Солнце садилось среди пылающих облаков, жара нависла над побережьем, словно чаша раскаленного металла, порывы сирокко жгли лицо, словно огненные языки, волны, шумно пенясь, накидывались на скалы, будто бранились. Перед зданием таможни собирали новую лодку для дона Кардилло, запах смолы разносился по всему побережью.

— Знаешь, Дзарра, я его снова видел, — сказал Дельфин с горечью, сидя на песке, прислонясь снаружи к борту баркаса, лежавшего на суше, словно выпотрошенный кашалот. — Он повторил, что ждет меня. Пойду к нему, тем более здесь мне делать нечего. — Губы его искривила недобрая улыбка, потом он запустил руку в волосы. — Тем более здесь мне делать нечего, — подтвердил он.

В мощном, словно гранитная скала, и широком, как море, сердце бедняги Дельфина бушевала буря, в нем перемешались суеверия, ненависть и любовь, его непреодолимо, роковым образом притягивали темно-лиловые волны, но казалось, что там, в глубине, не будет ему покоя, если не отомстит.

— Ах, Дзарра, Дзарра! И ее у меня отняли…

Они молча слушали морской прибой и вдыхали запах смолы, она не решалась вымолвить ни слова, стояла с угасшим взором, поникшая, недвижная, как статуя.

— Бедная моя барка… — прошептал Дельфин, поглаживая черный деревянный бок своей подруги, столько раз встречавшей с ним бурю и до сих пор невредимой, в глазах у него по-детски стояли слезы. — Прощай, Дзарра, я пошел.

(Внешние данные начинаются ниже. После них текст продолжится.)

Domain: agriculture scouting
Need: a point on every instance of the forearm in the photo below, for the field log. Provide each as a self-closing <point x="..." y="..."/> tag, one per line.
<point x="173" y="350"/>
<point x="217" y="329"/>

Дельфин поцеловал ее в губы и побежал по песку к таможне, кровь его закипала от ярости. Он настиг таможенного гвардейца как раз под фонарем, бросился на него, как тигр, и прирезал одним ударом — тот не успел даже воззвать к Богу.

Пока сбегались люди, Дельфин бросился в море, в самую яростную пучину, и исчез, потом выплыл, сопротивляясь стихии всеми своими мощными мышцами, его увидели еще раз на пенистом гребне морского вала; словно дельфин, он то появлялся, то исчезал, и в конце концов навеки погрузился в зыбкий сумрак под свист сирокко и отчаянные вопли дядюшки Ньезе.

ДЕВСТВЕННАЯ ЗЕМЛЯ

Под неистовым июньским солнцем белесая дорога дымилась удушливой пылью, устремляясь вперед среди иссохших, усыпанных красными ягодами зарослей кустарника, среди поникших гранатовых деревьев и редких, бурно расцветших агав.

Свиньи, семенившие по дороге, поднимали огромные клубы пыли. Тулеспре шагал следом, подгоняя палкой глухо похрюкивающее, чавкающее стадо; черноватые разгоряченные спины источали острое зловоние. Тулеспре понукал животных, горло у него пересохло, лицо раскраснелось, пот лил ручьями. Йоццо, пес-овчарка в черных пятнах, вывалил язык и понуро плелся рядом. Они направлялись в дубовую рощу Фары — свиньи за сытными желудями, Тулеспре на любовное свидание.

Итак, они продвигались вперед. У базилики Святого Клименте Казаурия, в тени каменных аркад, их взгляду предстала куча спящих, распростертых в изнеможении чочарцев с обгорелыми лицами, обнаженными ногами и руками, разрисованными синей татуировкой, слышался громкий храп, от всего этого скопления человеческих тел разило терпким запахом дичины. Когда стадо поравнялось со спящими, кто-то приподнялся, опираясь на локти. Йоццо потянул носом воздух, сделал стойку и разразился яростным лаем, свиньи бросились во все стороны, визгливо похрюкивая под ударами палки. Чочарцы, испуганные неожиданным вторжением, повскакали, щуря заспанные глаза от яркого света, пыль окутывала весь этот хаос людей и животных перед фасадом величественной базилики, увенчанной лучами солнца.